NetBackup™ for Apache Cassandra Administrator's Guide
Components and Terminologies of the Cassandra backup and recovery
The following table describes the purpose of different components and terminologies of the Cassandra backup and recovery solution.
Table:
Components and Terminologies | Purpose and Definition |
---|---|
Application Cluster |
|
Protection plan | A protection plan defines when backups are performed, how long the backups are retained, and the type of storage to use. Once a protection plan is set up, assets can be subscribed to the protection plan. |
Backup host | The backup host acts as a proxy client. All the backup and the restore operations are executed through the backup host. The Cassandra Backup Recovery (CBR) solution, uses the BigData policy with application type cassandra. The Protection plan uses this backup host. The media server that is used to configure storage server for the CBR solution must be used as backup host.
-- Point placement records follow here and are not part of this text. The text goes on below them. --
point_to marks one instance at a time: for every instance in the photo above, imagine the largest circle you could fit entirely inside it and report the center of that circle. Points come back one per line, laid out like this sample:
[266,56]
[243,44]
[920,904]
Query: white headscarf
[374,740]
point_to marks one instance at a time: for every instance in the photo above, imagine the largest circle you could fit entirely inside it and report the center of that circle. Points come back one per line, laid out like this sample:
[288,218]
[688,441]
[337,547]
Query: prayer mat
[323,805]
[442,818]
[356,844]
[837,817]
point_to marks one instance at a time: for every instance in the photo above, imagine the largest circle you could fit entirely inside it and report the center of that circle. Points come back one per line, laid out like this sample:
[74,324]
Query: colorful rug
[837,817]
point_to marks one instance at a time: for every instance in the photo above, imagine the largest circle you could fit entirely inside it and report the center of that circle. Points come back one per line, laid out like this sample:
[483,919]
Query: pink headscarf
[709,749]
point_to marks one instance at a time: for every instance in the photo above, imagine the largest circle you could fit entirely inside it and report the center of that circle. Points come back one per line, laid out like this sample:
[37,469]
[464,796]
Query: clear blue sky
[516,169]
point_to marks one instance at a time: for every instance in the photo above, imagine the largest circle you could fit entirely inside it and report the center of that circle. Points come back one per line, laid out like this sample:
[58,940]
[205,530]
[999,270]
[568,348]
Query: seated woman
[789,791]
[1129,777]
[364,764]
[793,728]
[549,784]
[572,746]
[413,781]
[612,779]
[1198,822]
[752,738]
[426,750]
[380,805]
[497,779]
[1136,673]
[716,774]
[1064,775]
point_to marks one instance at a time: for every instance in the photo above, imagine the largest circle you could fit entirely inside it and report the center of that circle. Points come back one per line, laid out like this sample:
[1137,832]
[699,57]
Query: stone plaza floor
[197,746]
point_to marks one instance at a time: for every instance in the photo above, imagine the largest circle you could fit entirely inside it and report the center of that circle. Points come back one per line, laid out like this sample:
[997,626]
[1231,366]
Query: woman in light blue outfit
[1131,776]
Note: You can also use NetBackup client as a backup host. |
Cassandra cluster | Represents the Cassandra production cluster that you want to protect |
Cassandra Backup Recovery component | The NetBackup thin client which gets deployed on data staging servers and Cassandra cluster to aid in backup and restore operations. |
Data staging servers | NetBackup requires a set of servers for backup of Cassandra cluster in addition to the NetBackup primary, and backup hosts. These servers are typically 20% of the total number of servers in the Cassandra cluster. These servers are used to deduplicate the data from Cassandra cluster during backup and optimize the backup process. During a backup or restore, Cassandra keyspace are streamed in-parallel between the Cassandra cluster and the data staging servers. The data staging servers, represent a staging cluster. You need to deploy the nodes wherein, they are used depending on the size of data that needs to be backed up or restored. |
Data reduction | As part of data reduction the following tasks are performed:
|
NetBackup primary server | All the jobs are executed from the NetBackup primary server. |
Parallel streams | The NetBackup parallel streaming framework allows data blocks from multiple nodes to be backed up using multiple backup hosts simultaneously. |